O professor esteve no Brasil no início de maio deste ano, depois de lançar o livro, para depoimento no Congresso Nacional referente a preparação para a Rio + 20.
Trata-se de um estudo feito por 30 pensadores nos mais variados campos e tem o objetivo de atualizar o famoso estudo do Clube de Roma de quarenta anos atrás intitulado "Os limites do crescimento", que já questionava o modelo de crescimento permanente.
Desta vez, o diagnóstico é conclusivo: a Humanidade vem se excedendo no uso dos recursos da Terra. A maneira atual de vida não pode ser mantida para as futuras gerações, e está a exigir modificações significativas para evitar colapsos locais antes de 2052.
O estudo admite que o processo de adaptação da Humanidade às limitações do planeta já começou, mas a resposta talvez seja lenta demais. A China é considerada um exemplo de país que sabe agir na direção certa, e por isso chegará a 2052 bem preparada.
O estudo alerta que continuamos a emitir todos os anos duas vezes mais gases do efeito estufa do que os oceanos e florestas podem absorver. Em consequência, as concentrações de CO2 na atmosfera continuarão aumentando, fazendo com que a temperatura aumente em dois graus até 2052.
Se esse processo não for controlado, em 2080 as temperaturas terão aumentado em 2,8 graus centígrados - nível suficiente para iniciar um aquecimento global autossustentado e, talvez, irreverssível.
Segundo o texto, a principal causa da incapacidade de resolver hoje problemas futuros é o modelo imediatista, com foco político e econômico no curto prazo.
Randers defende um sistema de governança de mais longo prazo. No entanto, é pessimista quanto aos resultados, pois não acredita que os governos adotem uma regulamentação que obrigue os mercados a investir em soluções climaticamente corretas, e, segundo ele, não devemos acreditar que os mercados trabalharão em benefício da Humanidade.
As previsões do documento do Clube de Roma sobre a economia global também não são nada animadoras. As atuais economias dominantes, especialmente os Estados Unidos, entrarão em estagnação, e países como os que formam os BRICS (Brasil, Rússia, Índia, China e África do Sul) terão progressos, mas o PIB mundial crescerá muito mais lentamente, devido à redução do crescimento da produtividade em economias mais maduras.
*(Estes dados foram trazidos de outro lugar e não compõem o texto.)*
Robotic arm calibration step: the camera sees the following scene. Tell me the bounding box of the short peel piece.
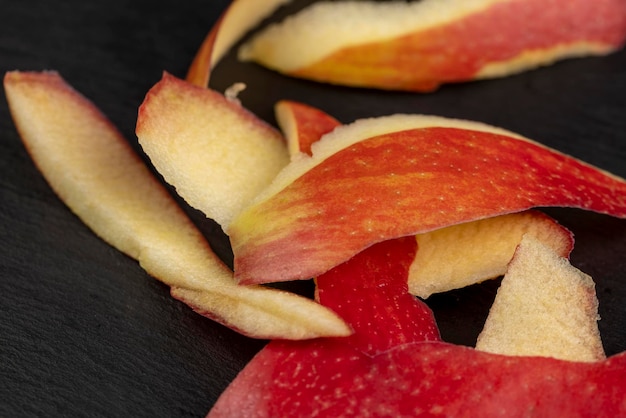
[4,72,351,338]
[275,100,574,299]
[409,210,574,299]
[274,100,341,159]
[476,235,606,362]
[227,115,626,284]
[239,0,626,92]
[136,73,289,228]
[185,0,292,87]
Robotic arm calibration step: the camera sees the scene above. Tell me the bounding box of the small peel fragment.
[476,235,606,362]
[4,71,351,339]
[274,100,341,160]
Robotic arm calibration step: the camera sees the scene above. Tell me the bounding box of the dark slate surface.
[0,0,626,417]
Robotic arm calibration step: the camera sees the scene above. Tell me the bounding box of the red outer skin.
[208,237,626,418]
[279,100,341,155]
[290,0,626,91]
[228,128,626,283]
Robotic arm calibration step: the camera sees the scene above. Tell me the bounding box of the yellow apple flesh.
[227,115,626,284]
[136,74,289,228]
[4,72,351,339]
[476,235,606,362]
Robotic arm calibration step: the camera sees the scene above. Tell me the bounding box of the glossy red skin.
[208,238,626,418]
[229,128,626,283]
[292,0,626,91]
[280,100,341,155]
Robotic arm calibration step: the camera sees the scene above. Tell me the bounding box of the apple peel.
[274,100,341,160]
[185,0,291,87]
[4,72,351,338]
[239,0,626,92]
[207,237,626,418]
[227,115,626,284]
[275,100,574,299]
[476,235,606,361]
[409,210,574,299]
[136,73,289,228]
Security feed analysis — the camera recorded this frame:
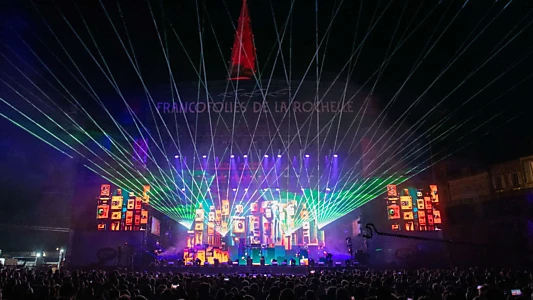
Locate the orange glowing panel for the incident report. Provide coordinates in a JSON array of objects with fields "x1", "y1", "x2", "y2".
[
  {"x1": 404, "y1": 222, "x2": 415, "y2": 231},
  {"x1": 111, "y1": 196, "x2": 123, "y2": 209},
  {"x1": 433, "y1": 210, "x2": 442, "y2": 224},
  {"x1": 135, "y1": 197, "x2": 142, "y2": 210},
  {"x1": 387, "y1": 184, "x2": 398, "y2": 197},
  {"x1": 194, "y1": 223, "x2": 204, "y2": 231},
  {"x1": 111, "y1": 222, "x2": 120, "y2": 231},
  {"x1": 403, "y1": 211, "x2": 414, "y2": 220},
  {"x1": 250, "y1": 202, "x2": 259, "y2": 214},
  {"x1": 416, "y1": 199, "x2": 425, "y2": 209},
  {"x1": 96, "y1": 205, "x2": 109, "y2": 219},
  {"x1": 429, "y1": 184, "x2": 439, "y2": 203},
  {"x1": 111, "y1": 211, "x2": 122, "y2": 220},
  {"x1": 194, "y1": 209, "x2": 205, "y2": 222},
  {"x1": 233, "y1": 219, "x2": 246, "y2": 233},
  {"x1": 141, "y1": 209, "x2": 148, "y2": 224},
  {"x1": 100, "y1": 184, "x2": 111, "y2": 197},
  {"x1": 142, "y1": 185, "x2": 150, "y2": 204},
  {"x1": 427, "y1": 210, "x2": 435, "y2": 225},
  {"x1": 400, "y1": 196, "x2": 413, "y2": 210},
  {"x1": 387, "y1": 204, "x2": 400, "y2": 220},
  {"x1": 424, "y1": 197, "x2": 433, "y2": 209},
  {"x1": 418, "y1": 210, "x2": 426, "y2": 225},
  {"x1": 126, "y1": 211, "x2": 133, "y2": 225}
]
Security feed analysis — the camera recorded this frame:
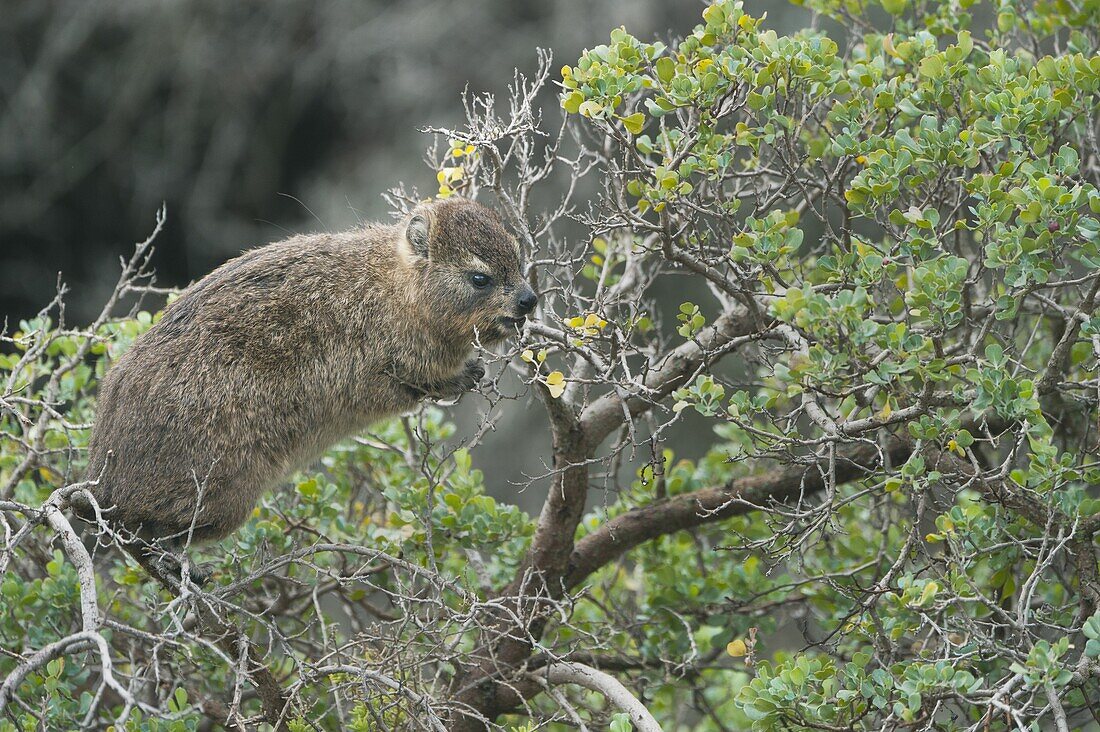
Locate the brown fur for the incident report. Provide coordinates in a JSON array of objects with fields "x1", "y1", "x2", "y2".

Em 2052, ainda haverá 3 bilhões de pobres no mundo.
Ao fim de tudo o texto pode ser visto como um recado: As predições podem não estar 100% certas, mas a prudência em respeito às gerações futuras recomenda atenção ao assunto e a busca de soluções.
Abaixo a tradução livre do prefácio de 2052. O livro, em inglês, pode ser facilmente adquirido, para kindle, na Amazon.com, por um preço muito acessível.
Demetrio Carneiro
2052: UMA PREVISÃO GLOBAL PARA OS PRÓXIMOS 40 ANOS
Sub título: Um informe para
as comemorações dos quarenta anos do “Limites do crescimento” do Clube de Roma.
Prefácio
O QUE O FUTURO TRARÁ?
O
presidente Vlaclav Ravel, da República Tcheca, frente a jornalistas antes de
presidir uma importante reunião para evitar guerra na antiga Iugoslávia:
Sua
excelência, o sr. é um otimista?
Longa
pausa.
Não,
eu não sou um otimista no sentido de que tudo irá bem. Mas também não sou um
pessimista no sentido de que tudo irá dar errado. Eu tenho esperança. Sem
esperança não há progresso. A esperança é tão importante quanto a vida.
Quarenta anos atrás meus
colegas e eu gastamos dois anos trabalhando ativamente em nossos escritórios no
MIT. Foi uma longa e difícil reflexão sobre o futuro – sob a liderança de
Dennis L. Meadows, com a coparticipação de Donnale H. Meadows – voltada para a
produção daquilo que se tornou um pequeno e defamado livro: Os limites do crescimento.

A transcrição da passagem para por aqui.